Snowdonia

Designed by: Tony Boydell

In Snowdonia the players are building the train track up the side of the famous Welsh mountain – collaborating on a shared goal, but competing to be the best contributor.

The board is placed centrally and around it track and station cards are set up representing the path the railway will take. At the start of the game these cards are populated with brown cubes representing rubble – rubble that must be cleared before the track can be laid! Each player takes two workers of their own colour, and several stone (grey) ore (orange) and coal (black) cubes are made available from the stockyard on the board.

Play proceeds by players placing their workers on one of several available action spots – once all workers are placed, they are then activated by taking them off in alphabetical order. The action spots do various things to further the progress of the railway – you can gather resources from the stockyard, clear rubble from the track, convert rubble into stone and ore into steel, lay track, build (stations or trains!) collect a contract or move your surveyor along the railway. The first few actions are pretty easy to follow: gather resources to convert them into equipment in order to build the railway. The surveyor is a simple point-scoring mechanism – the further along the route your surveyor is, the more points they return at the end of the game.

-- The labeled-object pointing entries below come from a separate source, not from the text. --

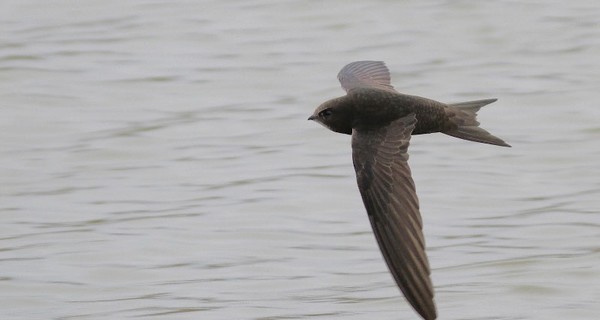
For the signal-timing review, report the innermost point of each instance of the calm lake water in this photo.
(156, 161)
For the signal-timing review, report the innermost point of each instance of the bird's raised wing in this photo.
(388, 192)
(365, 74)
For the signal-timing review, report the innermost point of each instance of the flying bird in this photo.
(381, 121)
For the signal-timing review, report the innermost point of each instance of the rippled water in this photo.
(156, 161)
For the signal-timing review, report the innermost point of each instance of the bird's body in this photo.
(381, 121)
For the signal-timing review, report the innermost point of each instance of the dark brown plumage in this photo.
(381, 121)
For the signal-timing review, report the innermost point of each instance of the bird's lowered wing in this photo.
(388, 192)
(365, 74)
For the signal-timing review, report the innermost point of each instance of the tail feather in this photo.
(464, 115)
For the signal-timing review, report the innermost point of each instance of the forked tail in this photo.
(464, 115)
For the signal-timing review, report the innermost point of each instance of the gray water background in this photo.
(156, 161)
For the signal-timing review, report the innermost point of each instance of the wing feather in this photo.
(388, 192)
(365, 74)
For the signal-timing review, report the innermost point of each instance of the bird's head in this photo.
(335, 114)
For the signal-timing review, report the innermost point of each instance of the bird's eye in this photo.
(325, 113)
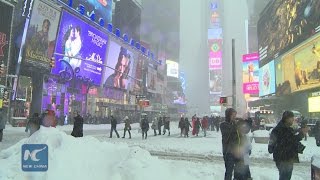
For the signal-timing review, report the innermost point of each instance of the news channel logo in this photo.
(34, 157)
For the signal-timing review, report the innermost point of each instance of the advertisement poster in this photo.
(172, 69)
(42, 32)
(215, 81)
(215, 53)
(82, 48)
(299, 69)
(285, 24)
(101, 8)
(151, 80)
(5, 29)
(267, 79)
(120, 62)
(250, 73)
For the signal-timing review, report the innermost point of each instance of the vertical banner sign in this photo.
(5, 28)
(41, 36)
(250, 73)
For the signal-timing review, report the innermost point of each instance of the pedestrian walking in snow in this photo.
(316, 132)
(160, 123)
(285, 145)
(114, 126)
(166, 125)
(154, 126)
(181, 126)
(205, 125)
(33, 124)
(144, 127)
(229, 141)
(243, 151)
(127, 127)
(186, 127)
(77, 126)
(197, 126)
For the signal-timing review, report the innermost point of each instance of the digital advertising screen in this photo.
(285, 24)
(101, 8)
(42, 33)
(82, 49)
(299, 69)
(120, 64)
(267, 79)
(215, 81)
(250, 73)
(314, 104)
(172, 69)
(215, 53)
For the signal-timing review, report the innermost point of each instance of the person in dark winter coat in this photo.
(145, 127)
(285, 145)
(33, 124)
(2, 123)
(127, 127)
(181, 126)
(186, 127)
(77, 126)
(197, 125)
(229, 141)
(114, 126)
(316, 132)
(166, 125)
(160, 123)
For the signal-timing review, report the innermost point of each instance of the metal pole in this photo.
(233, 75)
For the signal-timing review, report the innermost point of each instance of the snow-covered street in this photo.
(195, 157)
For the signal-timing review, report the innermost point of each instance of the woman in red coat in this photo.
(205, 125)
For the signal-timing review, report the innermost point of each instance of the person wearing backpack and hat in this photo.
(127, 127)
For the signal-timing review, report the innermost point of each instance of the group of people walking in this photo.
(284, 144)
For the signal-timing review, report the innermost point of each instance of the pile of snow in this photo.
(316, 161)
(261, 133)
(85, 158)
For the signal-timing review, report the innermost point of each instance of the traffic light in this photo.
(2, 68)
(223, 100)
(52, 62)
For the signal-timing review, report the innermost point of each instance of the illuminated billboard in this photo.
(267, 79)
(172, 69)
(314, 104)
(299, 69)
(250, 73)
(285, 24)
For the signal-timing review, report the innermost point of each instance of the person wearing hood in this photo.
(78, 125)
(229, 141)
(114, 126)
(285, 145)
(127, 127)
(154, 126)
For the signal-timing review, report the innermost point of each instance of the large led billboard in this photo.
(250, 73)
(215, 53)
(267, 79)
(314, 104)
(120, 64)
(299, 69)
(172, 69)
(42, 33)
(101, 8)
(80, 48)
(285, 24)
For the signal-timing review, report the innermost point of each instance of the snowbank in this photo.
(261, 133)
(85, 158)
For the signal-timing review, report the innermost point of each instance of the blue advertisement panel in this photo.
(82, 48)
(267, 79)
(121, 62)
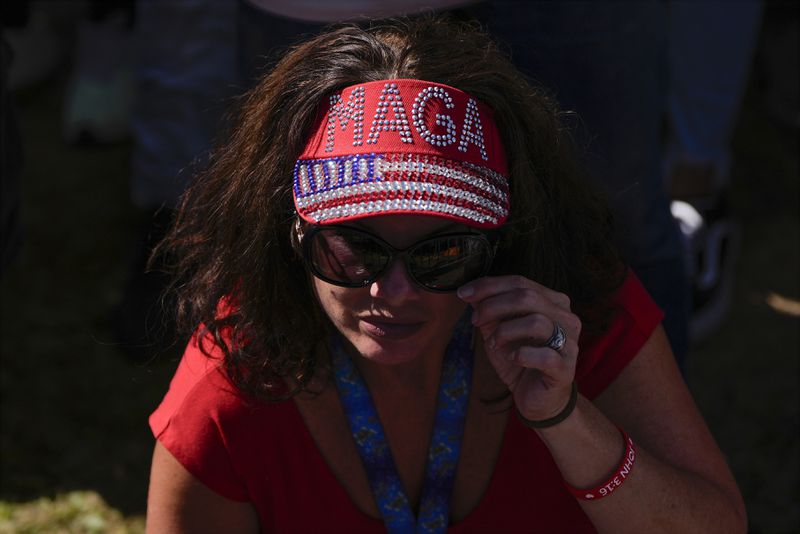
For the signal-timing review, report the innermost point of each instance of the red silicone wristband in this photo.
(615, 480)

The contracts can be key to success, as they – potentially – reward your actions during the game. If for instance you build a lot of track, then you want a contract that rewards that. If you’ve contributed to the building of stations, there’s a contract for that too. There are even contracts that reward you for clearing rubble!

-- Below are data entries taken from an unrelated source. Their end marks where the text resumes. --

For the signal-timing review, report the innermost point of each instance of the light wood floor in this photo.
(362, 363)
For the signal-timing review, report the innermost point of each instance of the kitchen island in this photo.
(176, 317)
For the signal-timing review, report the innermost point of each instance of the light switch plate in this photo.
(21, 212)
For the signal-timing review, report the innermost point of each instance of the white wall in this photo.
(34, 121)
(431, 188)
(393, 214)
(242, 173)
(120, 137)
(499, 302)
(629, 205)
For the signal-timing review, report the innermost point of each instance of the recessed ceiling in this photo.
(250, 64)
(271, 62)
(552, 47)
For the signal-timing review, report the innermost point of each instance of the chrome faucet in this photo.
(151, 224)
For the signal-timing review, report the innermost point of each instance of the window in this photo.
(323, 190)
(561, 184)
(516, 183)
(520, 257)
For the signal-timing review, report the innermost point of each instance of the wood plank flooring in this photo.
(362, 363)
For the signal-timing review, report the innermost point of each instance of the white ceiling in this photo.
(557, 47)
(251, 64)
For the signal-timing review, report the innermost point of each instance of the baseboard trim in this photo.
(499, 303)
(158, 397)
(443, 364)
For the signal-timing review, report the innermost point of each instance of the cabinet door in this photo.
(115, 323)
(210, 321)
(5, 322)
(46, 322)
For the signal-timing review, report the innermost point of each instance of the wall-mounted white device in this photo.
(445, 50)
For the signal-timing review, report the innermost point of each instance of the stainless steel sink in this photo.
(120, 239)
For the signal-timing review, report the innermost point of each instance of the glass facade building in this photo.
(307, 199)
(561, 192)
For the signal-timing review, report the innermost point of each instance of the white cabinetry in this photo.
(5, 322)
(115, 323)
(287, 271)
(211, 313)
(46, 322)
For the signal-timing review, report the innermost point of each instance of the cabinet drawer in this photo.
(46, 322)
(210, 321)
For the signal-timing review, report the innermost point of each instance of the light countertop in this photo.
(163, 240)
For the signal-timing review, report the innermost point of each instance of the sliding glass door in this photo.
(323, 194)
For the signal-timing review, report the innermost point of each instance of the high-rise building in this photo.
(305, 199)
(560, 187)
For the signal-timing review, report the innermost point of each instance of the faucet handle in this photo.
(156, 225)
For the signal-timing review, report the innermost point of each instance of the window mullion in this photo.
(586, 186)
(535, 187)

After each round a number of resource cubes are drawn from a bag and added to the stockyard – and this may trigger events that push the game towards its conclusion: clearing extra rubble or laying more track. The game ends when the track reaches the station at the summit, and players total their scores to see who wins.

Sam says

The crunch here is not who is the 'best' builder, but who is the shrewdest - you can win the game having laid no track at all, or contributed nothing to the stations. Critical to victory - it seems to me - are the contracts, as they can bring huge points in the final count up if you complete them. It can never bump Railways of the World as my top train game, but Snowdonia is a deceptively feisty experience that I enjoy a lot.

Joe says

Snowdonia is a lovely mix of trains and worker placement. Though the track is only represented in an abstract form, the fact that it has to be cleared and built - and that process will determine the length of the game - feels very thematic and unusual. The further complication of the lousy weather obstructing progress adds an affectionate, almost comic air to proceedings, and puts me in mind of Fields of Arle - both games feel like their creators' love letter to a particular time and place.

The guru's verdict

  • Take That!

    Take That!

    You might be collaborating in theory, but in spirit there's room for some quite combative elements - it can be hard to pull off combination moves in a single round when other players may block out available actions. It's also possible to spot a contract will reward a certain player and grab it before they get a chance to!

  • Fidget Factor!

    Fidget Factor!

    Low to moderate. Turns tend to be productive - there's usually something to do, and with familiarity play can become reasonably zippy.

  • Brain Burn!

    Brain Burn!

    It's a combination of strategic play (the contracts) and reactive, tactical play on a turn by turn basis.

  • Again Again!

    Again Again!

    We haven't mentioned everything above - there's also trains to be bought (which supply extra workers!) and weather to negotiate - fine weather helps with rubble clearance and track-laying, whereas fog prevents it entirely.